The outbreak of war in 1939 obviously had a drastic effect on the finances of football clubs, as the League programme was suspended, but New Brighton were affected worse than most. Their Rake Lane ground was destroyed by German bombs during the war, and the club was forced to move into the (by now crumbling) Tower Grounds in 1945. They struggled on until 1951, when they were voted out by the League in favour of Workington. They joined the Lancashire Combination, and it looked for a while as if they would be capable of holding their own as a successful non-league team. In 1957, they beat three Football League clubs (Stockport County, Derby County and Torquay United) in the FA Cup before losing 9-0 to Burnley in the Fourth Round, and two years later they won the Lancashire Combination – the old club’s only championship win. After this, however, the club declined slowly, before folding in 1981. The lure of the name, however, remained too strong to resist – a new New Brighton FC was formed in 1996, and they still play at the very bottom of the game, in the West Cheshire League.

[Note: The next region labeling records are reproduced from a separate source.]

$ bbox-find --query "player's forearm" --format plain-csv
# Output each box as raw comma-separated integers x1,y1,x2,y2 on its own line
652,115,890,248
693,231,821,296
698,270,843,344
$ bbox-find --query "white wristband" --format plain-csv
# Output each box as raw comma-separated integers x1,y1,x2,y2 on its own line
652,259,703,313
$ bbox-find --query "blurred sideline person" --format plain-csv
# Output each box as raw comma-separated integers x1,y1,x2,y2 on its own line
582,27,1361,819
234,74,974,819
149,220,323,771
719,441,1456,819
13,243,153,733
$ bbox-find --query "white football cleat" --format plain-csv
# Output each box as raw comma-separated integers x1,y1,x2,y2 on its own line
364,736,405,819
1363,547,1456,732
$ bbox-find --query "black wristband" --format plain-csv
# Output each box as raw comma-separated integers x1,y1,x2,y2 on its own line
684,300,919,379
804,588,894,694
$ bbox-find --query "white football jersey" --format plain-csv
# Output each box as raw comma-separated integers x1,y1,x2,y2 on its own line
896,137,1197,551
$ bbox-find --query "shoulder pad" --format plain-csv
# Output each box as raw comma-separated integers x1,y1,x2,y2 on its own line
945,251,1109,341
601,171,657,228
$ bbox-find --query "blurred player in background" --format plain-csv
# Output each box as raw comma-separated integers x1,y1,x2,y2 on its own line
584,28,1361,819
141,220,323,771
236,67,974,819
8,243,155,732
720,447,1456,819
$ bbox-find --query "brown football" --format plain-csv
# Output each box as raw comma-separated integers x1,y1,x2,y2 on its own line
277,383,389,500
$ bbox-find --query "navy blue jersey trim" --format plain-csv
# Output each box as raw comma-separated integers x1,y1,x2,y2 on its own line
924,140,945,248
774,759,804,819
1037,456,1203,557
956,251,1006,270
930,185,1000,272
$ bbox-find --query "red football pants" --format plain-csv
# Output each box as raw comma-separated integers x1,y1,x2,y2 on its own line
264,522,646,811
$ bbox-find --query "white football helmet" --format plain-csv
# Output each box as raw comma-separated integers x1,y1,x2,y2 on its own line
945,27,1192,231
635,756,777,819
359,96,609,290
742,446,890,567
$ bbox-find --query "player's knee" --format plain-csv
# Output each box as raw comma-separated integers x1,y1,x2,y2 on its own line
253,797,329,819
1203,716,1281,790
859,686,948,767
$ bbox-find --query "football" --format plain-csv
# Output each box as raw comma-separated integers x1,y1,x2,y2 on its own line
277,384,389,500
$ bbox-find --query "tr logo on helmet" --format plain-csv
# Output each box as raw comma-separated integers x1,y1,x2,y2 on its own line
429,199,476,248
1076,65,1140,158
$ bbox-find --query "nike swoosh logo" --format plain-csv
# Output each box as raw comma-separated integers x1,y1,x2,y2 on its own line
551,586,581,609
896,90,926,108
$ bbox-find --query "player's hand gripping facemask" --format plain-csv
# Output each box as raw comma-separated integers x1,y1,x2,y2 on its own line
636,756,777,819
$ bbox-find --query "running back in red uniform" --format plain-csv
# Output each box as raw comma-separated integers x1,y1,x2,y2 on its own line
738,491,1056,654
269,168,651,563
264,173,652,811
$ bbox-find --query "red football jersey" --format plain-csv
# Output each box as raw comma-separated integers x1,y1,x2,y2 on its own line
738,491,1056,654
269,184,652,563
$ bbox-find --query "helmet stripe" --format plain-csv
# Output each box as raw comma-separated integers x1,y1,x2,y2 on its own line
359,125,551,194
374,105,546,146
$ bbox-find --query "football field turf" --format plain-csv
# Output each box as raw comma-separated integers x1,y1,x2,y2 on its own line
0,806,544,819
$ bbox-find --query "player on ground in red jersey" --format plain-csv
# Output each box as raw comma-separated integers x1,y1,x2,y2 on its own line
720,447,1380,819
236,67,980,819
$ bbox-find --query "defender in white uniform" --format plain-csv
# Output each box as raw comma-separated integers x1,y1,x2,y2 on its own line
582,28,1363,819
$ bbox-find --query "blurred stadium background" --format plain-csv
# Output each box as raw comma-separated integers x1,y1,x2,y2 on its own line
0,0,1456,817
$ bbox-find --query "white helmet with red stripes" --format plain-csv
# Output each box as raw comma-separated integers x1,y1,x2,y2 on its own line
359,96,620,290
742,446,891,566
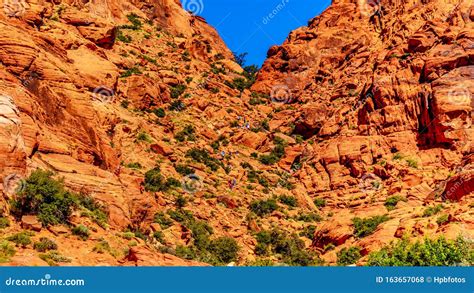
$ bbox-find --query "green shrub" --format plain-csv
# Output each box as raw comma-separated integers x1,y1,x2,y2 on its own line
153,231,165,242
208,237,239,264
153,108,166,118
153,212,173,229
385,195,407,211
120,66,142,78
255,229,319,266
116,28,132,44
337,246,362,266
127,13,143,30
297,213,323,222
33,237,58,252
144,167,166,192
186,148,222,172
7,231,33,247
393,153,403,161
367,237,474,267
122,231,135,240
175,194,188,209
278,195,298,207
92,238,111,254
71,224,91,241
249,199,278,217
423,204,444,217
168,209,194,225
174,164,194,176
406,159,418,169
125,162,142,170
314,198,326,208
174,125,196,142
76,194,109,229
168,209,239,265
170,84,187,99
11,169,75,226
0,217,10,229
0,240,16,263
300,225,316,239
137,131,153,143
168,100,186,112
39,251,71,266
259,137,286,165
436,214,449,226
352,215,389,238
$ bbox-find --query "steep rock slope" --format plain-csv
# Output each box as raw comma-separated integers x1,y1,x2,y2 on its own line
253,0,474,260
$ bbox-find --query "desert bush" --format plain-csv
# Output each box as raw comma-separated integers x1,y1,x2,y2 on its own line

There are plenty of other teams that failed to keep hold of their place in the Football League – Thames FC, Aberdare Athletic, Nelson, Darwen, Glossop North End and more. The reasons for their removal and replacement were many and varied, but they serve as a reminder to anyone that supports a Football League club that their place at the top table can never be considered perpetual. Automatic promotion between the League and the Conference was introduced in 1987, and in the two decades since then, the non-league game, after decades in decline, has started to grow part of the way back towards the popularity that it once enjoyed. Crowds are up, while they continue to slide in the Premier League, and relegation from League Two, although still an anathema to clubs that have never suffered it before, is no longer the death knell that it once was. Some clubs, such as Doncaster Rovers, Chester City and Carlisle United, endured years of agony rattling around at the foot of the League before slipping through the trapdoor, only to re-emerge at a later date in considerably better health as a result of their time away. The English game is more meritocratic as a result of this, and its strength in depth is possibly the only thing that we can justifiably proud of about it these days – we can hardly hold the England national team with any affection any more, can we?